In Q2 2020, employee compensation decreased to 103,957 (Q2 2019 – $414,873) and subcontracting, direct materials and manufacturing overhead increased to $813,201 (Q2 2019 – $335,240). The gross margin for Q2 2020 was $1,268,592 or 59.5% of revenue compared to a gross margin of $185,349 or 20.3% of revenue for Q2 2019. As a result of the type of contracts being executed, the nature of the project activity, as well as the composition of the cost of sales and services, as the mix between labour, materials and subcontracts may be significantly different.
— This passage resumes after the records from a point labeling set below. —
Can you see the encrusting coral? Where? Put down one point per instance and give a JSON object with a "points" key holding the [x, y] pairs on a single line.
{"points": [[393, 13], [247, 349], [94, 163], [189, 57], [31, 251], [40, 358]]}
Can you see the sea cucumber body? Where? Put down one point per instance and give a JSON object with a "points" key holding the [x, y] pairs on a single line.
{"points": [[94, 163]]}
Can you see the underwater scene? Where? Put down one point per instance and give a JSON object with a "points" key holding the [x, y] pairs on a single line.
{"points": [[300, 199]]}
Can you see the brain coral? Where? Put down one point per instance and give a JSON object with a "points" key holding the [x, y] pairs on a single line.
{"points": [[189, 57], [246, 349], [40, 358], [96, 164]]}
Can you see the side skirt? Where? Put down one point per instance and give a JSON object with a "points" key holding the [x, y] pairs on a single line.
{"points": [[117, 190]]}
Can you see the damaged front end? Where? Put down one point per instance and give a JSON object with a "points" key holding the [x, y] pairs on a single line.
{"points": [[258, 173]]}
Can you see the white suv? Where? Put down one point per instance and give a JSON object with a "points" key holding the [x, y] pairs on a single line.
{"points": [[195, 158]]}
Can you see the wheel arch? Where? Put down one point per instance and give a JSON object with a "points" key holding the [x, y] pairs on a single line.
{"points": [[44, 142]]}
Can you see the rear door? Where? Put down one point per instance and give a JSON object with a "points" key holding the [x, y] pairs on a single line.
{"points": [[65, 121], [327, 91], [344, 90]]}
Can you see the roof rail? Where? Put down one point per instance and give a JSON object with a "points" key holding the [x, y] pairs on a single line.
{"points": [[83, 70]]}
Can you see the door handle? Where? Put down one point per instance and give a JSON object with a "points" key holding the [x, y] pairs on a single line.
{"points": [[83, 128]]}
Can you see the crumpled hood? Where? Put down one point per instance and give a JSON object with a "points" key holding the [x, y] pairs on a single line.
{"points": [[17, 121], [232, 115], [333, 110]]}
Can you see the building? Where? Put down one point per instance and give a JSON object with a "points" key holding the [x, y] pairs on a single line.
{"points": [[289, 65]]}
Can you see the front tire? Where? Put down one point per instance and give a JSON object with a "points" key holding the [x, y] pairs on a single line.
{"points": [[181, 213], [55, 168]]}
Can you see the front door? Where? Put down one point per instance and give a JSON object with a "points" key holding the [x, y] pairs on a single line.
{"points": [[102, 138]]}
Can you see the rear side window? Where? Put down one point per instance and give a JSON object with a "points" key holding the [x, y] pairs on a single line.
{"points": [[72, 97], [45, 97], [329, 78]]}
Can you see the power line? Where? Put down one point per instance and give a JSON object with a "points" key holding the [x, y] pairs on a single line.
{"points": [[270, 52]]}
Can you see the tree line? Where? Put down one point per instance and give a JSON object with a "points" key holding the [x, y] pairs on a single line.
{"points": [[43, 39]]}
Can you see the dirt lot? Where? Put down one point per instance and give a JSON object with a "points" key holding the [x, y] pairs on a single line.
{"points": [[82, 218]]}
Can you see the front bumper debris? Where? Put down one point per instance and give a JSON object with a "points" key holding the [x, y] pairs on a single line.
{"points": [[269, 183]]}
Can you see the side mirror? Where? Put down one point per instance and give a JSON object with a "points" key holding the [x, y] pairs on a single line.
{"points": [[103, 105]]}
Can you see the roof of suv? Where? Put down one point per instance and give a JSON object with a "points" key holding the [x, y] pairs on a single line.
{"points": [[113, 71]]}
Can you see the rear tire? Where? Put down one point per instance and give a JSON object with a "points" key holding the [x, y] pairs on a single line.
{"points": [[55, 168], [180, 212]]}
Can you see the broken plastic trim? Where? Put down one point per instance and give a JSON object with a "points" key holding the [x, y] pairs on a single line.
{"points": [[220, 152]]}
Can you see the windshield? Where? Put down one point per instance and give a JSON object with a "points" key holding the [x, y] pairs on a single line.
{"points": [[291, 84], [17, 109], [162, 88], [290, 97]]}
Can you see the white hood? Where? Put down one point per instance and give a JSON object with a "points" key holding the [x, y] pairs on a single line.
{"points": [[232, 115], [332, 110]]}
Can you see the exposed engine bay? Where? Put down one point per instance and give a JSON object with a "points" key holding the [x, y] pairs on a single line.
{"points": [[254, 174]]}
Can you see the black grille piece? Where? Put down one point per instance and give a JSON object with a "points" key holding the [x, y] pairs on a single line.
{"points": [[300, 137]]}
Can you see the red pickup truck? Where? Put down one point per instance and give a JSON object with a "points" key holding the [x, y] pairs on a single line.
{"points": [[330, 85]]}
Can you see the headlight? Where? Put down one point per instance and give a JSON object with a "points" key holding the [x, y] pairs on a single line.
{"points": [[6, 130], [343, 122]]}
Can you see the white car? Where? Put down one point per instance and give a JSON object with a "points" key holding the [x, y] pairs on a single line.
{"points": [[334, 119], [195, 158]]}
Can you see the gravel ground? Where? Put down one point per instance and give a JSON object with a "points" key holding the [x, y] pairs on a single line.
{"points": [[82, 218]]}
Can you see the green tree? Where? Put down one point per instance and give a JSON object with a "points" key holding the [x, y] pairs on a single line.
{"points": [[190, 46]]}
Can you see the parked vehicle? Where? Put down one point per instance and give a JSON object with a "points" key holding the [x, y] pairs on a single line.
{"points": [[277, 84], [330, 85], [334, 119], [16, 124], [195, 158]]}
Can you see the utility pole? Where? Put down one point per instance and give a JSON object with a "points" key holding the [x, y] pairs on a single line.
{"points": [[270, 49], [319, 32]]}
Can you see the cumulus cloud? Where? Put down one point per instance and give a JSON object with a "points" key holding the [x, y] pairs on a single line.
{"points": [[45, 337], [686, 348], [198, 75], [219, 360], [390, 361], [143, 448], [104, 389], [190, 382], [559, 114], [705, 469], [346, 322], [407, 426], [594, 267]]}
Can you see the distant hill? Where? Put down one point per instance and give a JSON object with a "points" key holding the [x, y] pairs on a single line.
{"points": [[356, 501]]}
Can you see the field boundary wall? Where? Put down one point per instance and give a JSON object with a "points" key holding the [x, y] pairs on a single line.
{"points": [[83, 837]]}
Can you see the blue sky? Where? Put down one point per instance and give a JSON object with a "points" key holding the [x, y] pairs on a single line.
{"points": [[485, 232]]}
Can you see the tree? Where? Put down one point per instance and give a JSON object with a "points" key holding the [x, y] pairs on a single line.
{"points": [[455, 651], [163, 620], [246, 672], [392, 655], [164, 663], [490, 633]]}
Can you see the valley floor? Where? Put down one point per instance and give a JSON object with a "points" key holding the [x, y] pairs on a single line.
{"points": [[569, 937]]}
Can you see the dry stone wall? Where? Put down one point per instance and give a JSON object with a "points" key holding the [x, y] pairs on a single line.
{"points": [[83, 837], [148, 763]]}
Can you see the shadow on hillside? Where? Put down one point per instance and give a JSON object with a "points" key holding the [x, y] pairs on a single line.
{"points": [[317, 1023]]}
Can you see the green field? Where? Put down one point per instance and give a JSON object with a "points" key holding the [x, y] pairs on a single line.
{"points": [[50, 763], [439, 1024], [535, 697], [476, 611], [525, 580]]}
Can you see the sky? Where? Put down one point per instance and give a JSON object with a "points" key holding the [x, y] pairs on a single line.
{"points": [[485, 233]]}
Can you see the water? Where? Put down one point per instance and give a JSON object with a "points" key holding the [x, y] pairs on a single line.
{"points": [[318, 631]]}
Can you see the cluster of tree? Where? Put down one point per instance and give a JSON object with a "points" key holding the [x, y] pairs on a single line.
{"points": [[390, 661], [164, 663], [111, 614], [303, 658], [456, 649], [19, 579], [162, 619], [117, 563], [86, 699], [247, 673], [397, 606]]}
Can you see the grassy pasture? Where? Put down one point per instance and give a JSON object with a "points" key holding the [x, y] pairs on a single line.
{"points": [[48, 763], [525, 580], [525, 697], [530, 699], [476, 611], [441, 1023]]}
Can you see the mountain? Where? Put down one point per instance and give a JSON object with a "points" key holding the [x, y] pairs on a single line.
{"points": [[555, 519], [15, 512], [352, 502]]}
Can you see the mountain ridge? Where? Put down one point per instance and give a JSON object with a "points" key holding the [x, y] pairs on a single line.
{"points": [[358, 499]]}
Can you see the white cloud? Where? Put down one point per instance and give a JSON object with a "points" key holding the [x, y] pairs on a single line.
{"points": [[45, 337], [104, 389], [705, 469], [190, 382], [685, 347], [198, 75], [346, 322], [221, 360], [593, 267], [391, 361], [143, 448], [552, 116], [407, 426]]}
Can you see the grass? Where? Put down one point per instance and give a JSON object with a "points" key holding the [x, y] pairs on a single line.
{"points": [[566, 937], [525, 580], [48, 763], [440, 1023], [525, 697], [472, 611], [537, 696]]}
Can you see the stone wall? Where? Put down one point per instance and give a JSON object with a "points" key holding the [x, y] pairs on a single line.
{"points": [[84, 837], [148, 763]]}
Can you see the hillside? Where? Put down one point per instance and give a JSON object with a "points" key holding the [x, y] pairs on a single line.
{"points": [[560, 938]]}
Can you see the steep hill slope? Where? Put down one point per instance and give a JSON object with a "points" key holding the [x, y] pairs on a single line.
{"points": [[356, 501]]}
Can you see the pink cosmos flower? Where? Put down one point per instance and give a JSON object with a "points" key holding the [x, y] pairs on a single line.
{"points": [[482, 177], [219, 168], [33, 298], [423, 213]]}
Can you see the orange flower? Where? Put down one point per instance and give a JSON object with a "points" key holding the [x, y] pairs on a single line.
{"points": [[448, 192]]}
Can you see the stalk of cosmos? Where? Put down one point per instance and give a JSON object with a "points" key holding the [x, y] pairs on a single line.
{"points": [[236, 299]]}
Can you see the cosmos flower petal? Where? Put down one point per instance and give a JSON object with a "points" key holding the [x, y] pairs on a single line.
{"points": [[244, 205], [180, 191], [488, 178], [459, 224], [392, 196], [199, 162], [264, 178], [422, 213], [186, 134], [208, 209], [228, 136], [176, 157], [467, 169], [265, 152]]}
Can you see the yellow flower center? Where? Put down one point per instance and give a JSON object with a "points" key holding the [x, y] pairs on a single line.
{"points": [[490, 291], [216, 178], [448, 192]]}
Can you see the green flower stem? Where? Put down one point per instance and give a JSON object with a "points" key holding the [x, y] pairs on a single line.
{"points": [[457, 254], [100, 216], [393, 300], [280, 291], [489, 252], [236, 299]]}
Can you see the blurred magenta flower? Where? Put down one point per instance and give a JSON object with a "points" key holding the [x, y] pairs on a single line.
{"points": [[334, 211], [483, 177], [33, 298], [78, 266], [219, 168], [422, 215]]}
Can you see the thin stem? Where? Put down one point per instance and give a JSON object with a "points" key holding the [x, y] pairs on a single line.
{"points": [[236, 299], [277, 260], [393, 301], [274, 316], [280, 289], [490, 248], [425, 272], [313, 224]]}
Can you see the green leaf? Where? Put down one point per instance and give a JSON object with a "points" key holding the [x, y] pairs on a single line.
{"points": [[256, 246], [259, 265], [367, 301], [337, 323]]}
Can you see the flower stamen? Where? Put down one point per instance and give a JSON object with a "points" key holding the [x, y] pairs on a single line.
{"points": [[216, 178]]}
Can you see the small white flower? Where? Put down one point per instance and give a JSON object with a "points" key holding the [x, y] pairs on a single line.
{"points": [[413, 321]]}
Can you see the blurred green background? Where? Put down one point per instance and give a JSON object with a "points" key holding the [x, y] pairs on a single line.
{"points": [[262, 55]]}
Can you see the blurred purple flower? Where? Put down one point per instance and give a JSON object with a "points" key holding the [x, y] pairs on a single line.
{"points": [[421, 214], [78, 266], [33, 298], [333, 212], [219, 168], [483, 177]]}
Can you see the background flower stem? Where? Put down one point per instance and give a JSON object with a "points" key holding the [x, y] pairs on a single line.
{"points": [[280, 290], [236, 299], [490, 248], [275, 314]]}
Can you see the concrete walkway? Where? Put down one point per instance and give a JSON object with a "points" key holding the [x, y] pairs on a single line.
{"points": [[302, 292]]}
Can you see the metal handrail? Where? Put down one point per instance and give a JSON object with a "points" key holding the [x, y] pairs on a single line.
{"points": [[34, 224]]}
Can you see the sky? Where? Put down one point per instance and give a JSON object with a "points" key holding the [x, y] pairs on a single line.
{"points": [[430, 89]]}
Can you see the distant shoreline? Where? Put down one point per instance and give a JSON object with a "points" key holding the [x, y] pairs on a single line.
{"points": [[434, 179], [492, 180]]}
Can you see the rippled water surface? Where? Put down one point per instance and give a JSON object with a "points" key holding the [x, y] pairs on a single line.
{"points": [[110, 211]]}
Of note, the Company in Q2 2020 applied for an amount of $648,125 in wage subsidy from Revenue Canada under the CEWS program. From this amount, $92,028 was applied to employee compensation under cost of sales and services.

Investment tax credits recorded against cost of sales are related to projects that qualify for tax credits from the provincial government of Quebec. Qualifying tax credits decreased to $18,758 in Q2 2020, compared with $29,061 in Q2 2019. This represents a decrease of 35% year-over-year. In total, the Company earned refundable investment tax credits of $17,332 in Q2 2020. The Company continues to make investments in research and development projects involving strategic partners and government bodies.

The amortization of intangible assets of $6,813 in Q2 2020 and $4,779 for Q2 2019 relates to patents and deferred development costs. Of note, these expenses are non-cash items and will be amortized over the duration of the patent lives.

Selling, General and Administrative Expenses

Included within Selling, General and Administrative expenses (“SG&A”) are costs associated with corporate administration, business development, project proposals, operations administration, investor relations and employee training.

SG&A expenses for Q2 2020 excluding the costs associated with share-based compensation (a non-cash item in which options vest principally over a four-year period), were $1,641,338 representing an increase of 4% compared with $1,583,779 reported for Q2 2019. 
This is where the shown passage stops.